Einstein dans un premier temps montre que la physique de Newton est approximative. Il ne la remet pas fondamentalement en question car à notre échelle, les lois de la physique restent valables. Mais à l’échelle du cosmos, les notions de temps et d’espace ne sont pas aussi simples qu’on aurait voulu le croire. Par la théorie de la relativité, Einstein démontre que le concept d’espace en trois dimensions et d’un concept de temps comme entité séparée n’est pas recevable. Temps et espace sont inter-reliés dans un continuum à quatre dimensions l’Espace-temps. De plus, dans ce continuum, la matière n’est plus de la matière comme nous la concevons. E=mc², la masse n’est pas autre chose qu’une forme d’énergie.

La voie est ouverte à la physique des particules élémentaires qui elle, va bousculer profondément la physique mécanique et remettre en question finalement le socle même sur lequel toute la science moderne est établie.

Pour David Bohn, on ne peut plus considérer le monde comme constituée par des parties existant séparément et indépendamment les unes des autres. L’idée de particule élémentaire est fausse. « Nous dirons plutôt que l’interconnexion quantique de l’univers dans son ensemble est la réalité fondamentale » (cité par Fritjo Capra, La Physique du Tao : 141) Selon Niels Bohr « des particules matérielles, isolées sont des abstractions, leurs propriétés n’étant définissables et observables qu’à travers leurs interactions avec les autres systèmes » (La physique atomique et la description de la nature : 57).

Le monde n’est pas composé d’objets solides intrinsèquement reliés par des lois naturelles causales. Les particules élémentaires nous font prendre conscience que tout est lié dans un univers qui ne connait pas de phénomènes isolés mais seulement des probabilités de phénomènes, des possibilités d’interconnexion. Ce que comprend dès lors le physicien, c’est l’unicité de l’univers où tout est inter-relié, où rien n’est indépendant. Ce qu’elle nous apprend, c’est l’unité du monde et son équilibre profond.

De ce fait, on ne peut plus séparer l’observateur de ce qui est expérimenté. C’est la position de l’observateur et les conditions d’expérimentation qui vont conditionner les résultats. Il n’y a plus moyen de faire comme si la science était objective. Le sujet et l’objet sont intrinsèquement liés.

Plusieurs paradoxes sont soulevés par la physique quantique qui dépasse l’entendement cartésien. Ce sont les questions d’intrication, de superposition d’état et d’interférence.

Le phénomène de l’intrication : est un phénomène dans lequel deux ou plusieurs particules sont liées et présentent des états quantiques dépendant l’un de l’autre quelle que soit la distance qui les sépare. La démonstration d’Orsay démontre que deux particules quantiques adoptent des comportements simultanés, ce que décide l’une a une incidence immédiate sur l’autre et cela sans qu’elles puissent communiquer. s expériences menées en Suisse et en Italie, tendent à démontrer que l’information entre les particules intriquées « ne circule pas », même si l’on considère des vitesses 100 000 fois supérieures à la vitesse de la lumière.

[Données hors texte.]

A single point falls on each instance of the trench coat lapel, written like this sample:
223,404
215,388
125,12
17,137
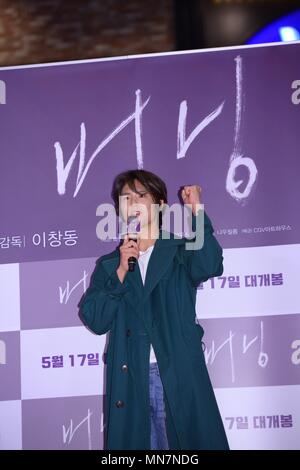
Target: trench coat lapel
162,255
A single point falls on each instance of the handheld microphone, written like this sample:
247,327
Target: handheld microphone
133,229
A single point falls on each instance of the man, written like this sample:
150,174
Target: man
158,393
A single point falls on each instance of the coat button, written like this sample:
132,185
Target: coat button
120,404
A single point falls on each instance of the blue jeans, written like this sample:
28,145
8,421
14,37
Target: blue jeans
159,440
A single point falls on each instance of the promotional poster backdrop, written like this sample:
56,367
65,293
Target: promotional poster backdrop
226,119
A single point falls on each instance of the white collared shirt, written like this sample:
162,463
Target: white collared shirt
143,261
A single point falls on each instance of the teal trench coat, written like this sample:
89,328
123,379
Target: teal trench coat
161,313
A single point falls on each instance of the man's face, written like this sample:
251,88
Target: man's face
137,204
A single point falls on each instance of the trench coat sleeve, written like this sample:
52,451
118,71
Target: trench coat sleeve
100,303
207,261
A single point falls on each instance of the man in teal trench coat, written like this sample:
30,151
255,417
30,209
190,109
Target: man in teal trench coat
161,313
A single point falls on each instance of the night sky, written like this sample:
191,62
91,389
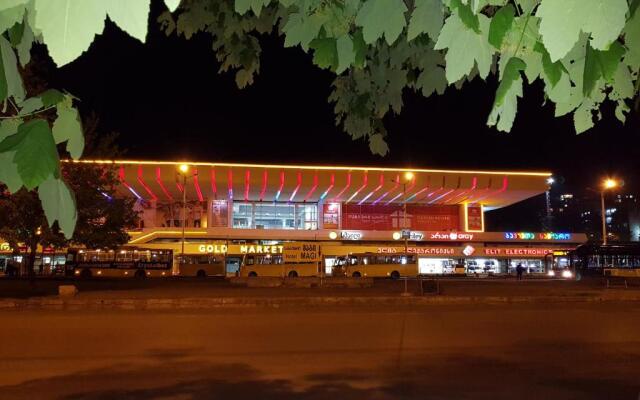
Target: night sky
168,101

La superposition d’état : La position et la vitesse d’un corpuscule en physique classique en mouvement ont en tout temps une existence assurée, ce qui permet de lui attribuer une trajectoire. Ce ne peut être le cas de la particule quantique. Lorsque l’on envisage un état quantique associé à une particule, on ne peut se référer simultanément à sa position et à sa trajectoire, sous peine de s’exposer à des contradictions. Ainsi une particule élémentaire ne possède pas simultanément une position et une quantité de mouvement bien définies (François Rothen, Au limites de la physique : les paradoxes quantiques : 131-132). Il n’existe en physique quantique que des probabilités qu’une particule soit dans tel ou tel état. Dans les faits, sans observation, la particule est dans tous les états possibles, les potentialités ne disparaissent que lorsque la particule est observée ou qu’on fait une mesure.

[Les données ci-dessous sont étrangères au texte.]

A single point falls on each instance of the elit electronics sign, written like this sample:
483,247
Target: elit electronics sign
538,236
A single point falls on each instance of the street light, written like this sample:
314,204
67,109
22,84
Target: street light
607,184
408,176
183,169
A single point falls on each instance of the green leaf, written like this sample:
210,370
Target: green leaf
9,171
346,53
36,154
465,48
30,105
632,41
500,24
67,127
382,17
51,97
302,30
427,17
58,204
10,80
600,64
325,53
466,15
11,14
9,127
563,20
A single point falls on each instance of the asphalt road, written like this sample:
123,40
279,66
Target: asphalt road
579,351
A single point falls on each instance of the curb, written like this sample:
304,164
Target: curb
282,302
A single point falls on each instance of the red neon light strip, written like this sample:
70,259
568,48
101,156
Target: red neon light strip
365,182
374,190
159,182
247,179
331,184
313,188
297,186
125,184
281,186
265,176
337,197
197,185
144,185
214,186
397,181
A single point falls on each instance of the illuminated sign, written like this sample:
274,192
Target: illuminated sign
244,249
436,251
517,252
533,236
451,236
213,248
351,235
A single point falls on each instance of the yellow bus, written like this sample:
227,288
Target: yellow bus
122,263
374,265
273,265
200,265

C’est le célèbre paradoxe du chat de Schrödinger : On enferme un chat dans une boite avec un détecteur de radioactivité qui casse une fiole de poison dès qu’il détecte la présence d’une particule radioactive. La probabilité que cela arrive dans un temps d’une minute est de 50/50. La situation du chat est intrinsèquement reliée à la situation des particules radioactives, or en physique quantique, celles-ci sont par définition à la fois et en même temps dans tous les états. Par conséquent, le chat est à la fois mort et vivant dans la boite. C’est le fait d’ouvrir la boite qui fait basculer la réalité dans une situation ou l’autre. Mais tant que l’observateur n’interfère pas le chat est à la fois vivant et mort.12

Principe d’Interférence : Lorsqu’on projette une particule sur un écran doté de deux ouvertures, la particule passe soit par l’une des fentes, soit par les deux… Tout dépend de l’observateur. Si celui-ci observe la trajectoire pour déterminer par quel trou la particule passe, alors tout se passe comme si elle ne passait que par un seul trou, mais s’il n’observe pas la trajectoire, mais seulement ce qui se passe après que la particule ait traversée la paroi, alors il voit des interférences qui impliquent que la particule soit passée par les deux trous à la fois, ce qui est impossible pour la raison.

Les physiciens ont été les premiers à dire que les paradoxes de la physique quantique n’avaient aucune incidence sur notre monde à nous. A notre échelle, nous pouvons toujours faire comme si la physique quantique ne remettait rien en question.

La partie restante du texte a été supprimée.